Des Participes actifs.

D. QUEST-CE

UEST-CE que les Participes actifs?

R. On appelle communément participes actifs, ceux qui sont terminés en ant, avec leur prétérit, parce que, dans les verbes actifs, et dans une partie des verbes neutres, ils signifient le sujet comme produisant ou ayant produit une action. Ainsi, dans Dieu aimant les hommes, Adam ayant péché, on fait entendre que Dieu aime les hommes, et qu'Adam a péché; et on pourroit rendre aimant et ayant péché, par qui aime et qui a péché.

D. Comment appelle-t-on les mêmes participes dans les verbes qui n'expriment pas d'action?

R. On les appelle aussi participes actifs, sans autre raison que pour ranger tous les participes en ant sous une même dénomination.

D. Qu'est-ce que les participes actifs ont de commun avec les adjectifs?

R. C'est que, comme les adjectifs, ils n'expriment qu'une qualité ou un attribut, et qu'ils se rapportent toujours à un nom substantif, exprimé ou sous-entendu, de quelque genre et de quelque nombre qu'il soit.

D. En quoi sont-ils différents des autres noms adjectifs?

R. 1. En ce qu'ils ont les mêmes régimes absolus ou relatifs, que les verbes dont ils sont participes. Ainsi, comme on dit, Un écolier sage préfere l'étude au jeu, on dit de même Un écolier sage préférant l'étude au jeu.

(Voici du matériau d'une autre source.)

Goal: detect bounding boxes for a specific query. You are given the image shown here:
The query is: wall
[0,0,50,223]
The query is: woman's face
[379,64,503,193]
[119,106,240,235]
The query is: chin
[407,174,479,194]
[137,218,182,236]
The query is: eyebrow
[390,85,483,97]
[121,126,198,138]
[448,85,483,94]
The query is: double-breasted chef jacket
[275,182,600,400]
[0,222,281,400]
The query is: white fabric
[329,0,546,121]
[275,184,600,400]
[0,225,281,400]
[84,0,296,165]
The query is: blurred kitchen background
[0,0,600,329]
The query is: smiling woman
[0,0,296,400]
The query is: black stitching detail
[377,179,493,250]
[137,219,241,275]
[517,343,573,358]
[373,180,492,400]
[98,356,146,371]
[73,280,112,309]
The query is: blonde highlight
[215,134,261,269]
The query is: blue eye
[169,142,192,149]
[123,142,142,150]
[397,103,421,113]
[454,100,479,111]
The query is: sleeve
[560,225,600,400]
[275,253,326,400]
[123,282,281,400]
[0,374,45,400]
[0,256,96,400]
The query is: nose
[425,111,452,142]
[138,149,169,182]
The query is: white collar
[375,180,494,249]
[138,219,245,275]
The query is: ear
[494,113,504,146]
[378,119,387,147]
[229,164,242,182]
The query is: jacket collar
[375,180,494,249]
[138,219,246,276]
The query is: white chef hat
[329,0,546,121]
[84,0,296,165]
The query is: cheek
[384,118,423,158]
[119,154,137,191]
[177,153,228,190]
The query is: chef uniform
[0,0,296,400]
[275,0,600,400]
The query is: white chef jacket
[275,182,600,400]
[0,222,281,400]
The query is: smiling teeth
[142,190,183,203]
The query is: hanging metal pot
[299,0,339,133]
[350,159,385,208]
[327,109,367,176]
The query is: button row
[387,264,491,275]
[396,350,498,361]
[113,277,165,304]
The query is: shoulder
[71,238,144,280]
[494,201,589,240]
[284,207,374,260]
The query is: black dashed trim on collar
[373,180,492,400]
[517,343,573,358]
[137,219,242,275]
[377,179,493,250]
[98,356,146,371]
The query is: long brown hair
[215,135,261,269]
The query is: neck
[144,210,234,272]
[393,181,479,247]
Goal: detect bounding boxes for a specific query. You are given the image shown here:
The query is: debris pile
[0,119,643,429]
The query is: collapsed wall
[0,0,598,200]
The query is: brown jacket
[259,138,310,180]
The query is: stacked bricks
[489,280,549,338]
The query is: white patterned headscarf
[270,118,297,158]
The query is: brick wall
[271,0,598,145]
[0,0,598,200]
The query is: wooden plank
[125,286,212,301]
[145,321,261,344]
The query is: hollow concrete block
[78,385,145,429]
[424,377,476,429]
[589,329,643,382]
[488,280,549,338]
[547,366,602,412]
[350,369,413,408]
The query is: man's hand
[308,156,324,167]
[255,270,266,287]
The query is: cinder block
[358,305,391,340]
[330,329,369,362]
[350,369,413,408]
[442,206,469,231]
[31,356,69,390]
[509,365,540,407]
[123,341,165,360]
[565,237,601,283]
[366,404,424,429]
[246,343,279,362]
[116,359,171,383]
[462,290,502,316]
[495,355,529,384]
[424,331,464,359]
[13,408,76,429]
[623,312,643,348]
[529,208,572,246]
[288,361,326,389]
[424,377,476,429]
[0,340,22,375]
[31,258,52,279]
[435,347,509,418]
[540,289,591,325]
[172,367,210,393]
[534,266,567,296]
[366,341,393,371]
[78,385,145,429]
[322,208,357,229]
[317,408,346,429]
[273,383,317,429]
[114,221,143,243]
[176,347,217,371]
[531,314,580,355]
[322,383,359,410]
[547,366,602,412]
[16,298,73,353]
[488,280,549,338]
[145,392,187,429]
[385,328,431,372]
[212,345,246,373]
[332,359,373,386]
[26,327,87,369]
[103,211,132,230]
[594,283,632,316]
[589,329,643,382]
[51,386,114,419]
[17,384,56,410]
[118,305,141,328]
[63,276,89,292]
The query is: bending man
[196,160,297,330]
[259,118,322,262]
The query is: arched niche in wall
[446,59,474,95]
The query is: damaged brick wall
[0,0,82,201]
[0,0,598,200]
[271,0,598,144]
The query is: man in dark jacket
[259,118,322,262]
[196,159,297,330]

2. En ce qu'ils sont pour la plupart indéclinables, c'est-à-dire, qu'ils ne changent point de terminaison, en quelque genre et en quelque nombre que soient les substantifs auxquels ils se rapportent. Ainsi on dit également, Un homme LISANT de bons livres ; une femme LISANT de bons livres; des hommes LISANT de bons livres; des femmes LISANT de bons livres. Et l'on voit que dans ces quatre phrases, où les substantifs sont de divers genres et de divers nombres, le participe lisant ne change pas de terminaison.

D. Cette seconde différence convient-elle sans exception à tous les participes actifs ?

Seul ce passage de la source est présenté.